Finding the source files in the binary

S

Subra

Hi,

How can I find out the list of source files gone into a binary ?
Suppose if I have used the command some thing like below :-

gcc f1.o f2.o f4.o -o exe.o

Then what command will give me the constituents of exe.o ?
command_required exe.o
f1.o f2.o f4.o
 
D

Don Bruder

Subra said:
Hi,

How can I find out the list of source files gone into a binary ?
Suppose if I have used the command some thing like below :-

gcc f1.o f2.o f4.o -o exe.o

Then what command will give me the constituents of exe.o ?

f1.o f2.o f4.o

I'm not absolutely sure, but I strongly suspect that for anything but
the most trivial cases, there's no practical way to retrieve that
information.

What you're trying to achieve isn't too much different than handing
somebody a bowl of stew and asking them to tell you the exact
ingredients used to make it, how much of each was used, and in what
order each one was added to the pot.

If you don't have the source code, I'd say it's completely impossible.
 
S

Subra

I'm not absolutely sure, but I strongly suspect that for anything but
the most trivial cases, there's no practical way to retrieve that
information.

What you're trying to achieve isn't too much different than handing
somebody a bowl of stew and asking them to tell you the exact
ingredients used to make it, how much of each was used, and in what
order each one was added to the pot.

If you don't have the source code, I'd say it's completely impossible.

--
Don Bruder - (e-mail address removed) - If your "From:" address isn't on my whitelist,
or the subject of the message doesn't contain the exact text "PopperAndShadow"
somewhere, any message sent to this address will go in the garbage without my
ever knowing it arrived. Sorry... <http://www.sonic.net/~dakidd> for more info

I have the complete source code of the project.
I need to debug the project.
For that I have compiled the code with -g option.
I think there should be a way to retrieve the required info.
 
K

Keith Thompson

Subra said:
How can I find out the list of source files gone into a binary ?
Suppose if I have used the command some thing like below :-

gcc f1.o f2.o f4.o -o exe.o

Then what command will give me the constituents of exe.o ?

f1.o f2.o f4.o

Your question is about gcc (or about the linker, or perhaps the OS),
not about C. Try gnu.gcc.help or perhaps comp.unix.programmer.
 
S

santosh

Subra said:
Hi,

How can I find out the list of source files gone into a binary ?
Suppose if I have used the command some thing like below :-

gcc f1.o f2.o f4.o -o exe.o

Then what command will give me the constituents of exe.o ?

command_required exe.o
f1.o f2.o f4.o

In the general case this is not easy. Why not wrap compilation in a shell
script that saves this sort of information to a file? This seems to me to
be a sensible and easy option, rather than probing binary files. I think
you can even coerce make into doing this for you.

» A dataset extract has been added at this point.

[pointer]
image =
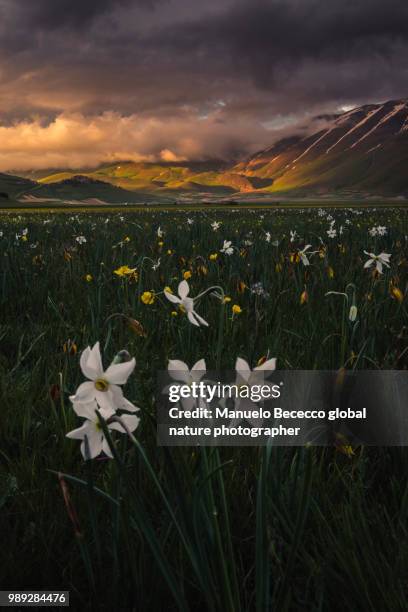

For more details consult a GNU/GCC group or a UNIX group like
<news:comp.unix.programmer>
 
J

jacob navia

Subra said:
Hi,

How can I find out the list of source files gone into a binary ?
Suppose if I have used the command some thing like below :-

gcc f1.o f2.o f4.o -o exe.o

Then what command will give me the constituents of exe.o ?

f1.o f2.o f4.o

There are many possibilities:

1) Easy, since you have the source code. In each file add:

static char *myFileNameVariable = "This file is called @@@ foo.c@@@";

Then, a grep "@@@" *.o will give you the file names, or better
strings *.o | grep @@@

2) Read the debug information and find the file name. With stabs
format debug information the answer could be found with grep, using
DWARF format is probably more complicated. You will have to write a
stabs/DWARF reader. There are several already developed, use them.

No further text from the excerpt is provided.